Sunday, April 22, 2007

Looking for a new home?

So there's a super-cute little house for sale on our street. It's TINY and seriously needs some work (like new floors), but it's cheap. For those of you not from Portland or for those of you unfamiliar with the housing market here, $165,000 will get you 750 square feet (yes, 750. I didn't leave out a digit) in a neighborhood that's up-and-coming to be up-and-coming.

I mean, our little community here DOES have standards for potential members. If one or more of these criteria sounds like you, please let me know and I will put you in touch with the realtor immediately

§You have at least one dog you apparently do not allow in your house and you leave them outside to bark. Constantly.
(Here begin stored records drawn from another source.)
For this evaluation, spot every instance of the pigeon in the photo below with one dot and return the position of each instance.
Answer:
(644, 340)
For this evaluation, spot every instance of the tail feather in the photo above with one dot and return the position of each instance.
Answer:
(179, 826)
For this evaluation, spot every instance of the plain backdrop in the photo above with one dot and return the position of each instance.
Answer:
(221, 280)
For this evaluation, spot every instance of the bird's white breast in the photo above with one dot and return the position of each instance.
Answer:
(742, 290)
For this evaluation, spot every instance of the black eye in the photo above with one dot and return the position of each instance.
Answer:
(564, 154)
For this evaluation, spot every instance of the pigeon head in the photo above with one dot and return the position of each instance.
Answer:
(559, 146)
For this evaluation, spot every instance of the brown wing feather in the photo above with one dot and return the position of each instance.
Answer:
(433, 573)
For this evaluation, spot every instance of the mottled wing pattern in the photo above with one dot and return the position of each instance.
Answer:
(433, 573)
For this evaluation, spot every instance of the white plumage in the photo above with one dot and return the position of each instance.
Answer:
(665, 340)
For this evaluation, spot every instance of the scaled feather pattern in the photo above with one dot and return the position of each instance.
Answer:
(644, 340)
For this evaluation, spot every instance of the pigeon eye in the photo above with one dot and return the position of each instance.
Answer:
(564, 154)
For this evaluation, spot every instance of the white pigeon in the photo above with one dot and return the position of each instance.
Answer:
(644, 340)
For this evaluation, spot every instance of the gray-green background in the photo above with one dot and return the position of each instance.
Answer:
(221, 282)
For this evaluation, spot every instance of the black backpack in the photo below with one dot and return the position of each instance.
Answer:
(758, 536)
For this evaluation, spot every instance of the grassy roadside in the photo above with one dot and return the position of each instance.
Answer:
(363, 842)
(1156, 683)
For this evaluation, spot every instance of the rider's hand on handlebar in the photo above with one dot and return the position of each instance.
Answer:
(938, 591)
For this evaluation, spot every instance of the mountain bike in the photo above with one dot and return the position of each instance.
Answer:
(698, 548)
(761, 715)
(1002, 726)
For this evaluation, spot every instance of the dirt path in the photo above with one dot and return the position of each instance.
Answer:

§You choose not to smoke cigarettes in your house, but instead stand on your back porch, all the while hacking up one or both lungs while the smoke drifts over to your neighbors' yards. This is especially nice in the summer.

§You are suspected by your neighbors of being a drug dealer, and in fact, at least one of your neighbors has alerted the neighborhood fuzz.

§You have a trailer in your backyard, where you allow your son and his girlfriend to stay, and from which they come and go at all hours.

§You have at least one vehicle with a damaged/missing muffler, which you enjoy "revving" for 20 minutes or longer.

§You have a constant stream of used appliances in your front yard, which you and your friends haul away on a daily basis, only to replace them with others. It appears this is your career.

§You live in a tiny house with your spouse and 3 teenage daughters who appear typical: squealing, fighting, laughing, etc., but who also prevent your neighbors from keeping their windows open at night in the summer.

§You have an adult child who has mixed himself up with "the wrong crowd" (that is, most likely drug dealers), and pisses them off, wherein they retaliate by throwing a Molotov Cocktail at your house.

It's like our own little gated community without the gates. Come see the paradise.

The Argument for Dandelions

Whoever it was that came up with what qualifies as a weed should explain themselves.

When my husband and I bought our house 3+ years ago, the idea of a nearly-double city lot was appealing. 1. We paid but a song for it (a good song, mind you. The equivalent of "Bohemian Rhapsody", let's say), 2. Our house is situated basically in the middle of the lot, so our neighbors don't seem so close, and 3. Lots of yard to play with and landscape and hang out in.

The first 2 points have paid off. Number 3? Well, if we were retired or I was a stay-at-home dog-mom or we made enough dough to pay someone to be our gardener, then this blog wouldn't exist, frankly.

The house itself didn't need too much work, just some cosmetic changes to suit our personal tastes. What really needed help was the yard. A lot of grass, random plants, and berries. Oh my good lord, the berries. I love berries as much as the next person, but hello. They are like weeds that jump across borders and fences (feel free to insert some sort of "joke" about immigrants here.) And dandelions? When you pull them out or pop their little heads off, that is not the end of dandelions. I thought if we pulled a bunch of them out, and left them out as a warning for other dandelions, they would back off. It only makes them stronger. They unite and conquer. And we can't use an herbicide for them because of our pets, not to mention the impact of the environment.

So my question is: who decided that dandelions are weeds? I read recently that sometimes a weed is just a misplaced flower or plant. I can think of lots of things that are classified as plants that are even more prolific (in a bad way) than dandelions. Ivy? Lemon balm? Japanese honeysuckle? Don't plant any of these in the ground unless you want to be taken over by a plant, a la Little Shop of Horrors.

Frankly, I'm just too lazy to try and keep up with getting rid of weeds completely. Our yard will never look like a carefully manicured park. But as long as I can sit on the patio and enjoy an adult beverage and feel good about the work we've done, I'm okay with that.